MARTINGALE REPRESENTATION THEOREM PROOF

[dushyant kochar]

Now if Yt is also a martingale with respect to Q (ie based on the same probabilities q and 1 - q ) then, first, Yt must also follow a binomial model with:

Y +u(t, Y ) with probability q​

Y t+1 =

Yt +d(t,Yt) with probability 1-q​

since both Xt and Yt must be measurable with respect to the same sigma- algebra Ft for all t .

can anyone explain how come Xt and Yt both are measurable by the same filtration? and why they have the same probability "q" for ups and the remaining for down?

 

[Mark Mitchell]

It is part of the theorem that Xt and Yt are both martingales with respect to the same probability measure. In the context of this illustration of the theorem in discrete time (ie the binomial model) this means we have only the probabilities q and 1-q. There are no other choices. When specifying Yt then, q is the probability of going in one direction and 1-q is the probability of going in the other. We choose q as the probability of going up and 1-q as the probability of going down, but if we swap these, the definitions of u~ and d~ will swap, so the choice is arbitrary.
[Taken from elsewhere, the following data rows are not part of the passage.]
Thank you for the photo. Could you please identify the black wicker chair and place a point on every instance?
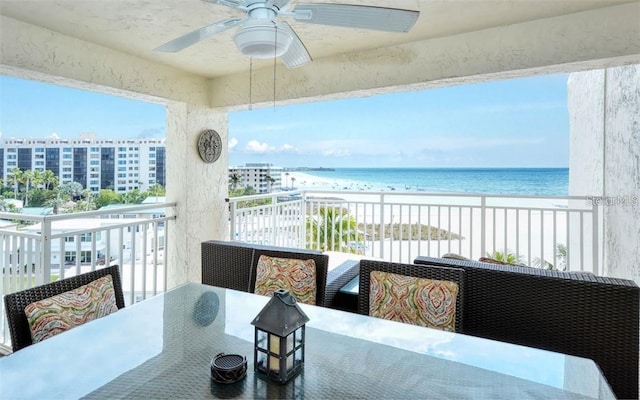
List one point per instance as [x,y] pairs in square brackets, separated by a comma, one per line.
[232,265]
[573,313]
[15,303]
[442,273]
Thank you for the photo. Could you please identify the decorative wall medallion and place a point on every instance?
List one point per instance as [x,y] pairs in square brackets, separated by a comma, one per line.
[209,145]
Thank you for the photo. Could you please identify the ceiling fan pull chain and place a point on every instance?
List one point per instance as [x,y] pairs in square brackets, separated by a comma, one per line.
[275,55]
[250,83]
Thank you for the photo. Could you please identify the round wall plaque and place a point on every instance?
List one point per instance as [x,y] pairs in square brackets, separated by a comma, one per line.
[209,145]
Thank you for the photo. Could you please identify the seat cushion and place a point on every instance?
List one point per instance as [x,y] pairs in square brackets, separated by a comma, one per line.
[417,301]
[59,313]
[295,275]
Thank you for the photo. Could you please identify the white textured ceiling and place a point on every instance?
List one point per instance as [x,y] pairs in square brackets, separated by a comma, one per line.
[138,26]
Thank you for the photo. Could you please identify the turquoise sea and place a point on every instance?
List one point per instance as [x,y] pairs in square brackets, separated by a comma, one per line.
[523,181]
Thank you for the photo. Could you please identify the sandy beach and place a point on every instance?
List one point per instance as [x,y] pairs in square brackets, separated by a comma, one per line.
[527,226]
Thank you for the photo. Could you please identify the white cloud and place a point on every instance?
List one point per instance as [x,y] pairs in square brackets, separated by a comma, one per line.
[341,152]
[256,147]
[457,143]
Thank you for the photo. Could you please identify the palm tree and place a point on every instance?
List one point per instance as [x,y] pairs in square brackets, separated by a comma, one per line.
[72,189]
[56,204]
[270,182]
[49,179]
[286,179]
[561,256]
[27,177]
[333,229]
[506,257]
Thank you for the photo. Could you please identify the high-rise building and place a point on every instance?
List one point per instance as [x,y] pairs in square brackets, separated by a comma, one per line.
[122,165]
[263,177]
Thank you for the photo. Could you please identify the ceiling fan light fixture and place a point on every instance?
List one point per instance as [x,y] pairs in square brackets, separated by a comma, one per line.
[262,39]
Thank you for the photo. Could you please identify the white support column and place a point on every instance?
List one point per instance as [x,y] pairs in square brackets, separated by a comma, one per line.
[198,188]
[604,110]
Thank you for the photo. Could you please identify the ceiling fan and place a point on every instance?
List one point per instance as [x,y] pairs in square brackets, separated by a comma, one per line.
[261,35]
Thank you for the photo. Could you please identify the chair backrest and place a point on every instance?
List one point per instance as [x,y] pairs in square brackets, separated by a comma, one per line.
[15,303]
[232,264]
[418,271]
[583,315]
[321,261]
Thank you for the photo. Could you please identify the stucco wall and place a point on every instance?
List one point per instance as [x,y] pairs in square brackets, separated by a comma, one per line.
[604,110]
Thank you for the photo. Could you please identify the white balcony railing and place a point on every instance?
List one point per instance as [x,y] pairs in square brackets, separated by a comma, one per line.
[40,249]
[549,232]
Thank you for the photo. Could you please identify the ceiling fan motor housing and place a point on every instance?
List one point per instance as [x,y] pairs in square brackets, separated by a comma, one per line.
[260,38]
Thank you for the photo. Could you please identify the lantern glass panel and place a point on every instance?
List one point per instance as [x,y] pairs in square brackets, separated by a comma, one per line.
[262,339]
[261,359]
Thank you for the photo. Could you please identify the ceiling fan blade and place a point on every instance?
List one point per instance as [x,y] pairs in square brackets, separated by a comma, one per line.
[297,55]
[377,18]
[239,4]
[280,4]
[194,37]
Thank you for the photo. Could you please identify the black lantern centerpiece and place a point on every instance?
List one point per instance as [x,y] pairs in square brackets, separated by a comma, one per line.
[279,338]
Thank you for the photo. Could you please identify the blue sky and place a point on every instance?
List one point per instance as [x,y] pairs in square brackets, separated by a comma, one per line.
[511,123]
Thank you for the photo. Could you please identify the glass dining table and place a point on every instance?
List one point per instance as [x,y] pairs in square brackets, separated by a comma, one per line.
[162,347]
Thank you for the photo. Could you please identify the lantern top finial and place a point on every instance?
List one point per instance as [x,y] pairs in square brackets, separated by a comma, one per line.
[281,316]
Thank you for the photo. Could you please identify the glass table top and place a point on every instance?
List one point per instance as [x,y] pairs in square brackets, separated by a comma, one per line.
[162,348]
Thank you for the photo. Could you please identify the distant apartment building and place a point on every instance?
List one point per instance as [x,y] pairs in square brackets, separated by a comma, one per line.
[122,165]
[263,177]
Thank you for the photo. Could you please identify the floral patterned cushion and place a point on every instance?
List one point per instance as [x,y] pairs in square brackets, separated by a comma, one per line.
[417,301]
[297,276]
[57,314]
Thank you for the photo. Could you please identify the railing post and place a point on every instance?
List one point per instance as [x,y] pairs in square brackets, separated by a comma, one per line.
[275,209]
[483,226]
[303,221]
[45,254]
[596,240]
[232,219]
[382,226]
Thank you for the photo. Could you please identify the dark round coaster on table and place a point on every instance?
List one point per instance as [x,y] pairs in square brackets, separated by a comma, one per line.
[228,368]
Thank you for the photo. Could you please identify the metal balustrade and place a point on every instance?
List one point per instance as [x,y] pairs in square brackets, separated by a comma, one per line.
[563,233]
[38,249]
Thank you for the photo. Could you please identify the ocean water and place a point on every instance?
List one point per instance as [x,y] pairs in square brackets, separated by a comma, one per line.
[513,181]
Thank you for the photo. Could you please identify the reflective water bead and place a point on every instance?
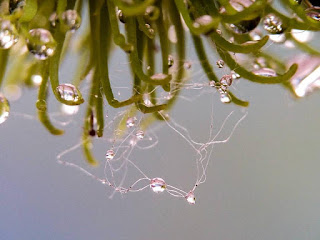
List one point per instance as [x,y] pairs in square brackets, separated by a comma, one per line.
[110,154]
[70,93]
[131,122]
[71,19]
[313,13]
[170,61]
[265,72]
[220,63]
[158,185]
[4,109]
[191,198]
[225,98]
[140,134]
[8,34]
[273,24]
[226,80]
[41,43]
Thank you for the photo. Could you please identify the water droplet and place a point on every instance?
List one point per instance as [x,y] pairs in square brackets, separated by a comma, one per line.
[220,63]
[41,43]
[158,185]
[4,109]
[226,80]
[203,21]
[131,122]
[71,19]
[225,97]
[8,34]
[121,17]
[152,13]
[41,105]
[265,72]
[110,154]
[140,134]
[187,65]
[273,24]
[245,26]
[69,110]
[191,198]
[70,93]
[170,61]
[313,13]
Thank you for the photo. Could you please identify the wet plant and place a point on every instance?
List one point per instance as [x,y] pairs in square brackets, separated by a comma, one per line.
[35,35]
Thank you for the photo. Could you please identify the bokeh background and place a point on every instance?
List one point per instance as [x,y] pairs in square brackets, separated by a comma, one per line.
[262,184]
That the processes are measurable with respect to the same sigma algebra again is part of the theorem, I think. The theorem (lazily?) states that Yt is another martingale with respect to the measure P, but doesn't go on to say that this means E(Yt|Fs) = Ys under P, ie the filtrations are the same. Certainly, where the martingale representation theorem is used later in the chapter to prove the general risk-neutral pricing formula, the processes Dt and Et are both martingales based on the sigma algebra Ft generated by the share price process St.

 

[dushyant kochar]

Thanks sir .your explanation was very helpful,it cleared all my doubts.thanks.